# Getting Started with DaCe

DaCe is a Python library that enables optimizing code with ease, from running on a single core to a full supercomputer. With the power of data-centric transformations, it can automatically map code for CPUs, GPUs, and FPGAs.

Let's get started with DaCe by importing it:

In [1]:
import dace

A data-centric program can be generated from several general-purpose and domain-specific languages. Our main frontend, however, is Python/numpy. To define a program, we take an existing function on numpy arrays and decorate it with `@dace.program`:

In [2]:
@dace.program
def getstarted(A):
    return A + A

Running our dace program, we will see several outputs and a prompt. These are the available transformations we can apply.
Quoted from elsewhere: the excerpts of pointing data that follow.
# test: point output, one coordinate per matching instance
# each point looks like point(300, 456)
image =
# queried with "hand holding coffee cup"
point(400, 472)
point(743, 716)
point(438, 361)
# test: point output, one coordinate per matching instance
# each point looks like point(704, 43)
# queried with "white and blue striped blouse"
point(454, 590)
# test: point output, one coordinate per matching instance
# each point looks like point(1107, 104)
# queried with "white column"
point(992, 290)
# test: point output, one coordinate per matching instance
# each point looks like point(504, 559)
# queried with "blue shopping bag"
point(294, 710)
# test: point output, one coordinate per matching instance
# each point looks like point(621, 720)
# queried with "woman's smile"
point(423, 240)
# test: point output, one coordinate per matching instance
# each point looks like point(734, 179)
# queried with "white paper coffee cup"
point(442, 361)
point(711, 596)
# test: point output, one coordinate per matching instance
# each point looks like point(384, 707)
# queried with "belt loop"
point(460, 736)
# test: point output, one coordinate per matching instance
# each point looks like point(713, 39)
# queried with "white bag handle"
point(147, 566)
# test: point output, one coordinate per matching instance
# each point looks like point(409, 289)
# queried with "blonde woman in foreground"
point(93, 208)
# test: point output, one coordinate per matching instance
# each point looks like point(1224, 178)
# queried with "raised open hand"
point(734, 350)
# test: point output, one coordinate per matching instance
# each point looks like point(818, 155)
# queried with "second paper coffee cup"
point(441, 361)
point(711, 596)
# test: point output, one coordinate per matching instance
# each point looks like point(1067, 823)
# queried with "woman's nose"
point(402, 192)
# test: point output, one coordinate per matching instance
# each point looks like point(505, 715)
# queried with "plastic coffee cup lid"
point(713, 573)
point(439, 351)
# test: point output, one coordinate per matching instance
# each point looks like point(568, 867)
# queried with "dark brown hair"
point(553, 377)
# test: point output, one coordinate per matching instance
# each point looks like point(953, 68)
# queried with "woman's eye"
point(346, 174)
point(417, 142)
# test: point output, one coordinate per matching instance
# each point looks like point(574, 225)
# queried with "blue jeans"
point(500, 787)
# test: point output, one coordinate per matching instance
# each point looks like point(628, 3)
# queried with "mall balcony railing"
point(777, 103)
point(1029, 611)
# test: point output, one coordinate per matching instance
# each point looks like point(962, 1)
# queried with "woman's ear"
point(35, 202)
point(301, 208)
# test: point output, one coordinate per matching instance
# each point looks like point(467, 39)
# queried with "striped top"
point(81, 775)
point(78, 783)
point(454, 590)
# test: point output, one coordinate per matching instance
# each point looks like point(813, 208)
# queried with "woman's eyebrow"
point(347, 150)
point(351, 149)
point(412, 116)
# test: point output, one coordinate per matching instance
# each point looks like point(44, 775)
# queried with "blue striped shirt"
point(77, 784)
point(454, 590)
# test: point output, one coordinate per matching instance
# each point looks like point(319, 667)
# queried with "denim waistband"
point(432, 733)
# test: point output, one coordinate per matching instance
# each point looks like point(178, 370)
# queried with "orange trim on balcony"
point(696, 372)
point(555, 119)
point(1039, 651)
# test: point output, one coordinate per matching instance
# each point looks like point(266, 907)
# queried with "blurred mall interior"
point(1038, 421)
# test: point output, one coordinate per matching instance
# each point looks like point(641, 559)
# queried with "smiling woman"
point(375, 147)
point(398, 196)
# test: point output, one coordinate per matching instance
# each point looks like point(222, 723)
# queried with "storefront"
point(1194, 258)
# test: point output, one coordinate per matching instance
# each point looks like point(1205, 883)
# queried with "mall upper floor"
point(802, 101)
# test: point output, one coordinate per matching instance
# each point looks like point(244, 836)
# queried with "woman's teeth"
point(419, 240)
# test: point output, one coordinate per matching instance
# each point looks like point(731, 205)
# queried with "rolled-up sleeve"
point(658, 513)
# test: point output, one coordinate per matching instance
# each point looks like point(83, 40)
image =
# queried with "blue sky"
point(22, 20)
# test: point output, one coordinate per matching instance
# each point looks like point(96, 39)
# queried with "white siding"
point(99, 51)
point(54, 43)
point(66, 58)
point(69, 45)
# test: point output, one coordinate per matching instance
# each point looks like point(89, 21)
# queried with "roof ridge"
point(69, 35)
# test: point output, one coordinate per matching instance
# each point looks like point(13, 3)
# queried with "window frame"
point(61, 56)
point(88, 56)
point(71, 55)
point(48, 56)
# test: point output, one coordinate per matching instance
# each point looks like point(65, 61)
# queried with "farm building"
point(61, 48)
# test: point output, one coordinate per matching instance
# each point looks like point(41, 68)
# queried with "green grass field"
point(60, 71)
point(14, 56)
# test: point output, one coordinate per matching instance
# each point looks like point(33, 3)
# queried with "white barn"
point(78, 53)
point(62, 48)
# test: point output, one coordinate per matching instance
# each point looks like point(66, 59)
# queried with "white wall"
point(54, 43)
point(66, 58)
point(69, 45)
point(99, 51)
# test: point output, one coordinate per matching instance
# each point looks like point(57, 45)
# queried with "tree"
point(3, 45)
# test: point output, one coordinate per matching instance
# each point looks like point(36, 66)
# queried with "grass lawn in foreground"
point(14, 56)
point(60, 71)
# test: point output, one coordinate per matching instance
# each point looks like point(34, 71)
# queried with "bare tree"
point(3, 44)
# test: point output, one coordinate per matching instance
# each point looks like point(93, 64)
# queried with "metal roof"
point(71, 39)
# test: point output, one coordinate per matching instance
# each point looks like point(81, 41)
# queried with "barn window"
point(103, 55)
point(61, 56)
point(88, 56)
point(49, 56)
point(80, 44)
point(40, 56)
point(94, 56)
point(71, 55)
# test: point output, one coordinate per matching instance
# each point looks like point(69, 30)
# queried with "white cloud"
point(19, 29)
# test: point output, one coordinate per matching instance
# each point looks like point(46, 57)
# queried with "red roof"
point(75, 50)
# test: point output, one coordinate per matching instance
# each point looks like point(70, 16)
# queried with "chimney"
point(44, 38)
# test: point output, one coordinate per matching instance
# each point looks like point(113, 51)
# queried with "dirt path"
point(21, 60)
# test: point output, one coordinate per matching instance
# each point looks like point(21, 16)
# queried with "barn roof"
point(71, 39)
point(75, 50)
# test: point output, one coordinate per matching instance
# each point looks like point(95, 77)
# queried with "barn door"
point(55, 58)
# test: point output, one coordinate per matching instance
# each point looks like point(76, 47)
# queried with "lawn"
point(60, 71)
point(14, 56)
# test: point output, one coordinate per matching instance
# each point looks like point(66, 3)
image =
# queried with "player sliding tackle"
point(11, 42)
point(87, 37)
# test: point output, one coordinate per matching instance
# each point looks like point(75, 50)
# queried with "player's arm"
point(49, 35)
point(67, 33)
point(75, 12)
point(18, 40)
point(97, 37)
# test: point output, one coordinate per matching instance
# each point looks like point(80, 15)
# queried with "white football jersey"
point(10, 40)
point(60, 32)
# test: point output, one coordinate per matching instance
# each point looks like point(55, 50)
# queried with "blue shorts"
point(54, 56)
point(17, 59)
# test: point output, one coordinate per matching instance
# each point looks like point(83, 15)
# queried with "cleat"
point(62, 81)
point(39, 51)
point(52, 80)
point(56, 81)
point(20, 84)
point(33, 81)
For the first step, we opt to apply none (press Enter) and proceed with compilation and running:

In [3]:
import numpy as np
a = np.random.rand(2, 3)
a

array([[0.55928079, 0.99304442, 0.65794934],
       [0.58411335, 0.77098752, 0.30517518]])

In [4]:
getstarted(a)

Applied 1 StateFusion.
0. Transformation FPGATransformSDFG in getstarted
1. Transformation FPGATransformState in BinOp_3
2. Transformation GPUTransformLocalStorage in _Add__map[__i0=0:2, __i1=0:3]
3. Transformation GPUTransformMap in _Add__map[__i0=0:2, __i1=0:3]
4. Transformation GPUTransformSDFG in getstarted
5. Transformation MapExpansion in _Add__map: ['__i0', '__i1']
6. Transformation MapTiling in _Add__map: ['__i0', '__i1']
7. Transformation NestSDFG in getstarted
8. Transformation StripMining in _Add__map: ['__i0', '__i1']
9. Transformation Vectorization in 0 -> 1 -> 2
Select the pattern to apply (0 - 9 or name$id): 
You did not select a valid option. Quitting optimization ...
-- Configuring done
-- Generating done
-- Build files have been written to: /path/to/dace/tutorials/.dacecache/getstarted/build

[ 50%] Built target getstarted
[100%] Built target dacestub_getstarted



array([[1.11856158, 1.98608884, 1.31589868],
       [1.1682267 , 1.54197505, 0.61035035]])

The results are, as expected, `2*A`.

Now, let's inspect the intermediate representation of the data-centric program, its Stateful Dataflow Multigraph (SDFG):

In [6]:
getstarted.to_sdfg(a)

Applied 1 StateFusion.


You can drag the handle at the bottom right to make the SDFG frame larger.

Notice the following four elements in the graph:

1. **State** (blue region): This is the control flow part of the application, represented as a state machine. Since there is no control-flow in the data-centric representation of `A+A`, we see only one state encompassing the computation.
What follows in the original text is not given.